Proposed rules would increase FCC restrictions on “robocalls”
You would think marketing experts would realize that making you crawl off your couch to field an unsolicited phone solicitation – especially one delivered via prerecorded message (i.e., a “robocall”) – is a poor way to generate loyal customers. But the practice persists.
Robocalls and other forms of telephone solicitation have been such an irritant that Congress, over the years, has passed several laws to regulate them, giving both the FCC and the Federal Trade Commission (FTC) authority to adopt telemarketing regulations. The two agencies’ regulations generally track one another, but sometimes gaps appear.
The FTC recently amended its rules to tighten the robocall restrictions. The FCC now wants to come into sync with the FTC, and accordingly released a detailed Notice of Proposed Rulemaking.
You might ask: Why do we need both agencies to adopt regulations? Can’t we just rely on the FTC? Well, you probably could, if things were set up differently. But as it is, the FTC’s jurisdiction to regulate telemarketing, oddly enough, is less than universal: it doesn’t cover common carriers (e.g., telephone companies or airlines) when they are “engaged in common carrier activity”. Similarly, the FTC telemarketing rule does not reach banks, federal credit unions, federal savings and loans, or non-profit organizations. The FCC’s telemarketing jurisdiction, by contrast, covers promotions by all those industries. Moreover the FCC has jurisdiction over both interstate and intrastate telephone solicitations, while the FTC’s rules cover only interstate telemarketing.
Under the proposed the FCC’s proposed new rules:
- Robocallers would be required to get “express written consent” before delivering prerecorded telemarketing messages to any residential customer, whether or not he/she has registered on the FTC’s “do not call” list. (Current FCC rules require such written consent only for those on the “do not call” list.) The proposed requirement would apply even if an established business relationship exists between the caller and the customer which otherwise permits live telemarketing calls. Under the FCC’s proposal, “written” consent for robocalls would not actually need to be “written”, but could also be obtained in other ways, including pressing a particular number on the phone keypad. That flexibility would, of course, cushion the blow for telemarketers. BUT the written “consent” would have to: (a) reflect that the telemarketer had provided “clear and conspicuous notice” to the consumer that he/she was authorizing delivery of robocalls and that the consumer is willing to receive such calls; and (b) make clear that the consent was not obtained as a condition to the purchase of any good or service; and (c) include the consumer’s phone number.

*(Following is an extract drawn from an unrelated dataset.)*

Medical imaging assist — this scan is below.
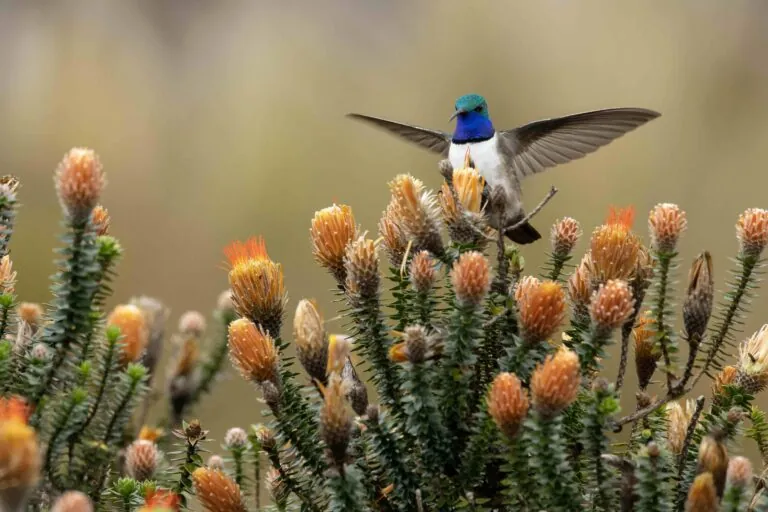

- Robocaller messages would be required to include an automated, interactive mechanism to allow consumers to opt out of receiving future robocalls from that particular company.
- During any one campaign, telemarketers using automated dialing equipment to connect consumers to live pitchmen (or pitchwomen) would be permitted to abandon no more than three percent of the calls that people answer. (A call is abandoned, according to the FCC, if the consumer is not connected with a sales representative within two seconds after the end of the greeting.) The FCC’s current rule allows the same abandonment rate over a 30-day period, thereby permitting the telemarketer to average its rate over multiple campaigns.
- Healthcare-related prerecorded messages from certain federally regulated entities would be exempt. This includes messages such as flu shot and prescription refill reminders, requests for documents needed for insurance billing, and calls to encourage enrollment in treatment programs.
The proposed amendments would not change other robocall exemptions, such as fundraising calls from non-profit organizations, calls from politicians or political campaigns, and calls from commercial entities that are purely informational, such as airline flight cancellation notices. Emergency alerts are also exempt.
Comments regarding the proposed rules are due 60 days after the Notice of Proposed Rulemaking is published in the Federal Register, which has not yet occurred. Reply comments are due 30 days after the comment deadline. We will publish the dates when they become available.